Chiral supersymmetric models on an orientifold of Z_4 x Z_2 with intersecting D6-branes

TL;DR

The paper develops chiral, supersymmetric vacua from intersecting D6-branes on the Type IIA orientifold $T^6/({\mathbb Z}_4 \times {\mathbb Z}_2)$, deriving RR tadpole cancellation and a disc-level NSNS scalar potential while detailing the general open-string spectrum. It then constructs two explicit chiral models with a Pati-Salam gauge group: a four-generation model and a three-generation model that, after brane recombination, yields the SM-like spectrum with right-handed neutrinos.
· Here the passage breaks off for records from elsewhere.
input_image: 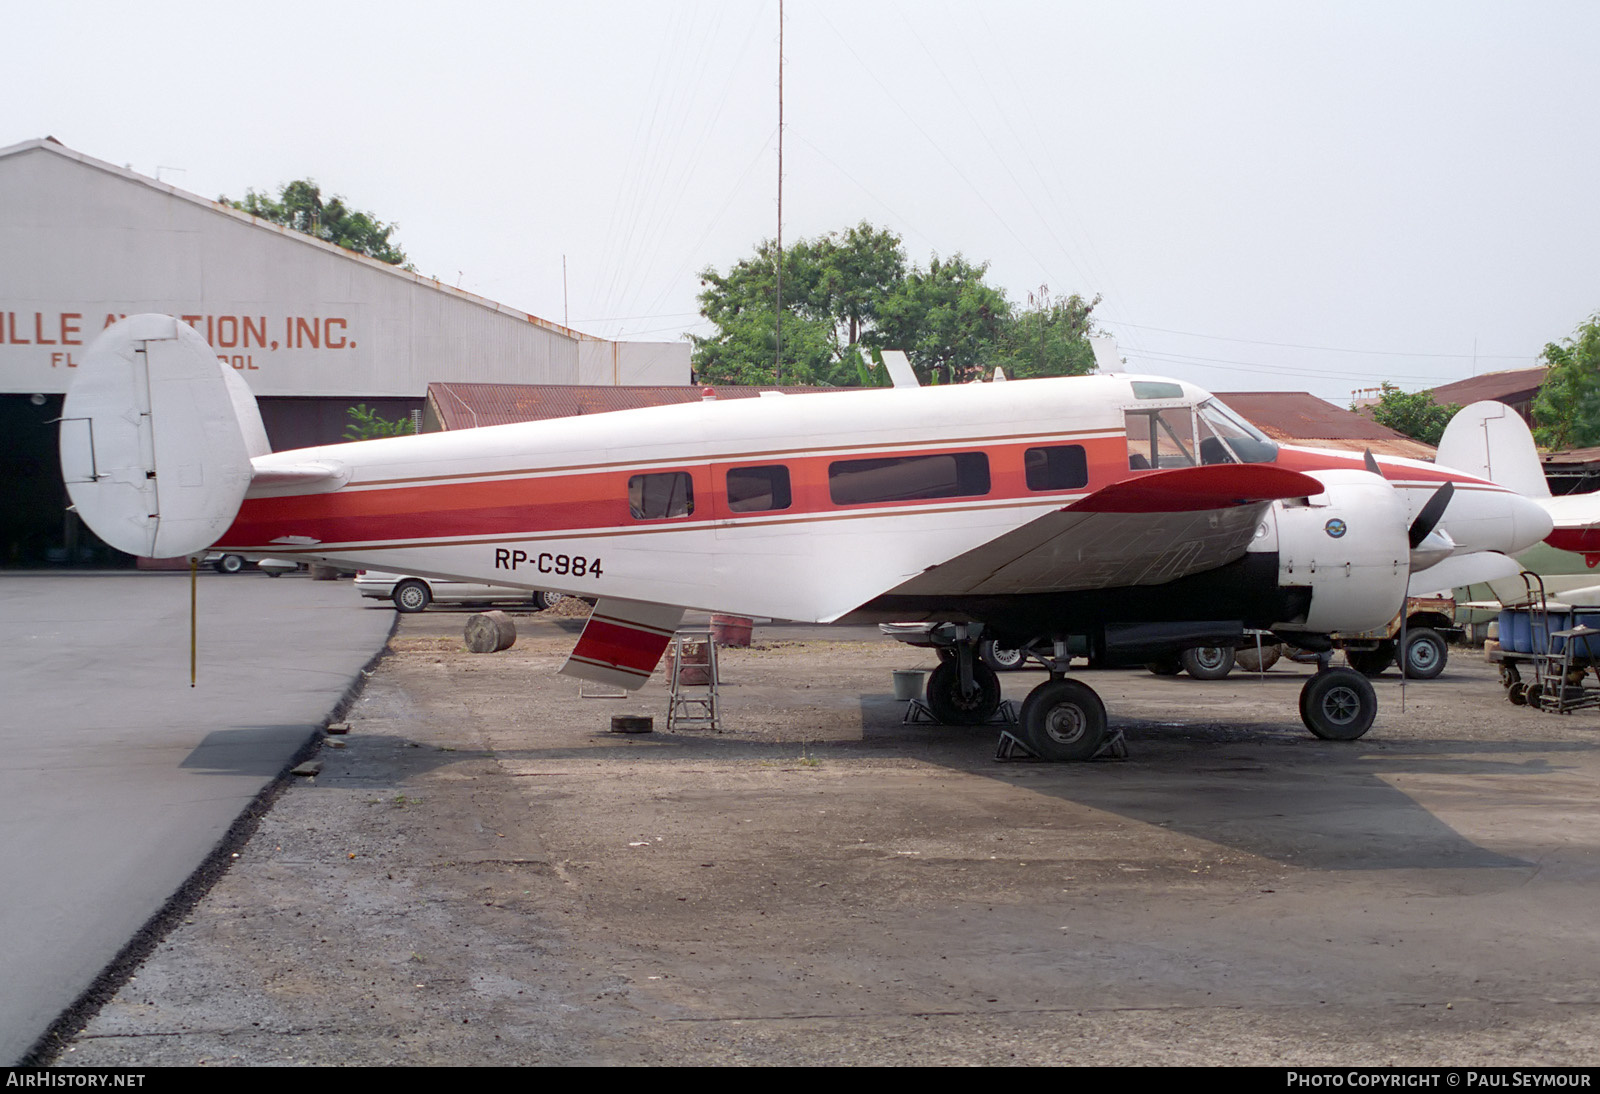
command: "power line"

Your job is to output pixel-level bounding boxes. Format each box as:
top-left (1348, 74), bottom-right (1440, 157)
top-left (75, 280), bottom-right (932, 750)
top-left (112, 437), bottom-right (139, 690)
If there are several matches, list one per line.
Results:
top-left (1109, 319), bottom-right (1532, 361)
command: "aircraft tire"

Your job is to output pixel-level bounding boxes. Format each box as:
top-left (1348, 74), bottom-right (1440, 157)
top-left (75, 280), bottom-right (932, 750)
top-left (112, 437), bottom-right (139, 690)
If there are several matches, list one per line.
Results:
top-left (1180, 646), bottom-right (1236, 680)
top-left (1235, 643), bottom-right (1281, 673)
top-left (925, 660), bottom-right (1002, 725)
top-left (393, 579), bottom-right (433, 614)
top-left (533, 591), bottom-right (567, 611)
top-left (1299, 668), bottom-right (1377, 741)
top-left (979, 639), bottom-right (1028, 672)
top-left (215, 553), bottom-right (246, 574)
top-left (1020, 679), bottom-right (1107, 761)
top-left (1346, 644), bottom-right (1395, 677)
top-left (1402, 628), bottom-right (1447, 680)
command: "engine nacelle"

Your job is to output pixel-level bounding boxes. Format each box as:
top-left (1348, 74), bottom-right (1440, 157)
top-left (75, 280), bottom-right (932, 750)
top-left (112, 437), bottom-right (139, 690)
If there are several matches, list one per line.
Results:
top-left (1255, 469), bottom-right (1411, 636)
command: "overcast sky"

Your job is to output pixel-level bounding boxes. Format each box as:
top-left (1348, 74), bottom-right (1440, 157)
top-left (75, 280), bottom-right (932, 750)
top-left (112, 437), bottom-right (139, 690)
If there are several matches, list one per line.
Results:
top-left (10, 1), bottom-right (1600, 402)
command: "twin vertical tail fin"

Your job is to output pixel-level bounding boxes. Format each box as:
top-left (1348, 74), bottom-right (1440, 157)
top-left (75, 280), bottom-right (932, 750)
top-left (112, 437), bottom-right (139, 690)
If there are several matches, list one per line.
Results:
top-left (1434, 400), bottom-right (1551, 499)
top-left (59, 314), bottom-right (261, 558)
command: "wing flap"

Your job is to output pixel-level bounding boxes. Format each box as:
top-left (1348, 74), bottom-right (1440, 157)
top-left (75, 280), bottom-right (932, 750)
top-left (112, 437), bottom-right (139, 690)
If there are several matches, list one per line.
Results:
top-left (560, 598), bottom-right (684, 690)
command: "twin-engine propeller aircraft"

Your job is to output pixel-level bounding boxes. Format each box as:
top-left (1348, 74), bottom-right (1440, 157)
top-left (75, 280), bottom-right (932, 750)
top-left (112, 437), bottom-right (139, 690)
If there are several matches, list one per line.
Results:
top-left (60, 315), bottom-right (1552, 759)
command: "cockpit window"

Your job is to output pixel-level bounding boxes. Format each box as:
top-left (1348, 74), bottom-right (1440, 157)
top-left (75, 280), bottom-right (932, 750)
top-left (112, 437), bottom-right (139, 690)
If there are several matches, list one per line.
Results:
top-left (1197, 399), bottom-right (1279, 464)
top-left (1124, 407), bottom-right (1197, 470)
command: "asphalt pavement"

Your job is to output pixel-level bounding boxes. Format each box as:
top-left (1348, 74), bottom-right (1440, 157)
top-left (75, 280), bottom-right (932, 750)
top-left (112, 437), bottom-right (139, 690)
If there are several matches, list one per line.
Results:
top-left (0, 571), bottom-right (393, 1064)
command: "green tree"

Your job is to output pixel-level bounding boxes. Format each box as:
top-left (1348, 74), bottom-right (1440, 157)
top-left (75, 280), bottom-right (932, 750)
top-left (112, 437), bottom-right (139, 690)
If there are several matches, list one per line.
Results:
top-left (689, 305), bottom-right (841, 386)
top-left (693, 223), bottom-right (908, 385)
top-left (222, 179), bottom-right (409, 266)
top-left (794, 222), bottom-right (907, 352)
top-left (875, 254), bottom-right (1010, 385)
top-left (1532, 314), bottom-right (1600, 449)
top-left (985, 287), bottom-right (1102, 380)
top-left (1360, 383), bottom-right (1461, 446)
top-left (693, 223), bottom-right (1104, 387)
top-left (344, 404), bottom-right (416, 442)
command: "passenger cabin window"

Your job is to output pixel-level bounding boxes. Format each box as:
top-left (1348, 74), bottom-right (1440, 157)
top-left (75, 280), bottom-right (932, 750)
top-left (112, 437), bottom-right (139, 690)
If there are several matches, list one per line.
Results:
top-left (1024, 445), bottom-right (1089, 491)
top-left (1124, 407), bottom-right (1197, 470)
top-left (828, 452), bottom-right (990, 506)
top-left (726, 465), bottom-right (792, 512)
top-left (629, 471), bottom-right (694, 519)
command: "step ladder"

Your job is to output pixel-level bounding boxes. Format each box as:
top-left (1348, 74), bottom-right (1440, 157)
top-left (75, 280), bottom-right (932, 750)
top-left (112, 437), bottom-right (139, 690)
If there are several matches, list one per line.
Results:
top-left (667, 628), bottom-right (721, 732)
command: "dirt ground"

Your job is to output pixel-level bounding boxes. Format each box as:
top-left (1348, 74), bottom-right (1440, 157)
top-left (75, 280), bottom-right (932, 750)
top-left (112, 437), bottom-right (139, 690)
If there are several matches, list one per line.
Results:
top-left (53, 613), bottom-right (1600, 1066)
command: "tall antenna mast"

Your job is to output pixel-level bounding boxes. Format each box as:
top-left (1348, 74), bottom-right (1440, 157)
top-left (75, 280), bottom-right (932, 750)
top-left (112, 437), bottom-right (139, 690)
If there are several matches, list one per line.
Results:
top-left (775, 0), bottom-right (784, 383)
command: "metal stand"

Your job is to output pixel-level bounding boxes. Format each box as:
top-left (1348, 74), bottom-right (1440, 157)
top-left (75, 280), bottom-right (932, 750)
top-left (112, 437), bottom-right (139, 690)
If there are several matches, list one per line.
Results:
top-left (667, 628), bottom-right (720, 732)
top-left (1534, 624), bottom-right (1600, 714)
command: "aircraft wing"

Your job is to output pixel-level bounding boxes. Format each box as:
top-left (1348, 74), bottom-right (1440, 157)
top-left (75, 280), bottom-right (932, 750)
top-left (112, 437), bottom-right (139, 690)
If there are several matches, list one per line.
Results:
top-left (883, 463), bottom-right (1324, 599)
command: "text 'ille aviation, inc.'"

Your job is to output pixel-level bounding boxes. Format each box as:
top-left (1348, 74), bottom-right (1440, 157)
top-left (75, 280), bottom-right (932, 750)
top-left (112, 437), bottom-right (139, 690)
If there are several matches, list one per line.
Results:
top-left (59, 315), bottom-right (1552, 759)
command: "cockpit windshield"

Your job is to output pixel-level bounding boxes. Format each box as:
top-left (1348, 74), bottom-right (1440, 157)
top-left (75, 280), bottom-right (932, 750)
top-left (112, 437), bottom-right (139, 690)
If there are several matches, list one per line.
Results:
top-left (1197, 399), bottom-right (1278, 464)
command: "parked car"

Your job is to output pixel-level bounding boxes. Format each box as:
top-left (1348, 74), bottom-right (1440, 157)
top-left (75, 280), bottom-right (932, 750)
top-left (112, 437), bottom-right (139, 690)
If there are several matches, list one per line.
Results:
top-left (204, 552), bottom-right (300, 576)
top-left (354, 570), bottom-right (565, 613)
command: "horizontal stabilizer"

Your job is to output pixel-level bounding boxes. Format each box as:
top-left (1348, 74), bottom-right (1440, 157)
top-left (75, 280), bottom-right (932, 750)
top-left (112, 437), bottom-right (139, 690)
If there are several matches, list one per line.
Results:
top-left (1407, 550), bottom-right (1522, 596)
top-left (60, 315), bottom-right (253, 558)
top-left (560, 599), bottom-right (685, 690)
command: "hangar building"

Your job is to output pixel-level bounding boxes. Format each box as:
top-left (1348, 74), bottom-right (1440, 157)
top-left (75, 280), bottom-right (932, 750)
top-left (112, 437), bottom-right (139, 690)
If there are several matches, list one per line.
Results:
top-left (0, 137), bottom-right (689, 566)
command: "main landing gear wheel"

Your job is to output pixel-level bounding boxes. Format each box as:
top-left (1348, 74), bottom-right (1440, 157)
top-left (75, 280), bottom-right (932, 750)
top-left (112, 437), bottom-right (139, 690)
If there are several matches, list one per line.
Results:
top-left (1180, 646), bottom-right (1236, 680)
top-left (979, 639), bottom-right (1028, 672)
top-left (925, 659), bottom-right (1002, 725)
top-left (1299, 668), bottom-right (1377, 741)
top-left (393, 579), bottom-right (432, 614)
top-left (214, 553), bottom-right (245, 574)
top-left (1345, 642), bottom-right (1395, 677)
top-left (1019, 679), bottom-right (1108, 761)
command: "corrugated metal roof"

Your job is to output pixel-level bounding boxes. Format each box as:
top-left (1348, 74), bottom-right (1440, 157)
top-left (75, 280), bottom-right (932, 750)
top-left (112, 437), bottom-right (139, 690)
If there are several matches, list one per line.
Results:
top-left (1426, 367), bottom-right (1546, 407)
top-left (0, 137), bottom-right (596, 343)
top-left (427, 382), bottom-right (838, 430)
top-left (1542, 446), bottom-right (1600, 466)
top-left (1216, 391), bottom-right (1416, 441)
top-left (1216, 391), bottom-right (1436, 460)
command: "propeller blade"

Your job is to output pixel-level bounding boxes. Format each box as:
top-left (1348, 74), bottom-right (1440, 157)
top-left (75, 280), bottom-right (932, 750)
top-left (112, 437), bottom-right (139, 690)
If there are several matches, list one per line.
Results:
top-left (1364, 449), bottom-right (1383, 477)
top-left (1409, 481), bottom-right (1456, 549)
The results demonstrate that realistic-like chiral SUSY vacua can arise in this orientifold, providing concrete frameworks for further phenomenological analysis of Yukawas, gauge thresholds, and symmetry breaking. The work motivates broader explorations of moduli stabilization and dual descriptions within this class of intersecting-brane constructions.

Abstract

We investigate intersecting D6-branes on an orientifold of type IIA theory in the orbifold background T^6/(Z_4 x Z_2) with the emphasis on finding chiral spectra. RR tadpole cancellation conditions and the scalar potential at disc level are computed. The general chiral spectrum is displayed, and two supersymmetric models with a Pati-Salam group are shown,one with four generations and the other one with three generations and exactly the chiral matter content of the SM plus right handed neutrinos.

Figures (5)

• Figure 1: The possible choices of the compactification lattices per two-torus. ${\mathbb Z}_4$ fixed points are depicted by filled circles, the additional points invariant under ${\mathbb Z}_2$ subsymmetries by empty circles. The basis of each two-torus in our convention is displayed in blue. The two possible choices of the third lattice correspond to a vanishing and non-trivial antisymmetric tensor background on $\Tilde{T}^2_3$ in the T-dual type IIB orientifold, respectively.
• Figure 2: The four orbits of O6-planes. Each orbit consists of an O6-plane and its image under the ${\mathbb Z}_4$ generator $\Theta$. The black and the purple cycles belong to one orbit, the red and the yellow cycles form another orbit. The remaining orbits consist of the blue and cyan cycles and the green and brown ones.
• Figure 3: Orbit of a D6-brane with wrapping numbers $(n^a_1,m^a_1)=(2,1)$, $(n^a_2,m^a_2)=(1,2)$, $(n^a_3,m^a_3)=(1,2)$ on a tilted torus $T^2_3$, i.e. $b=1/2$. The brane $a$ and its ${\mathbb Z}_4$ image $(\Theta a)$ are represented by solid red lines whereas the mirror images $a'$ and $(\Theta a)'$ are depicted by dashed red lines.
• Figure 4:
• Figure 5: Special supersymmetric D6-brane configurations. Only one representant of each orbit containing four distinct D6-branes is depicted for the sake of clarity. The lattice on $T^2_1 \times T^2_2$ is AB, $T^2_3$ can be rectangular or tilted.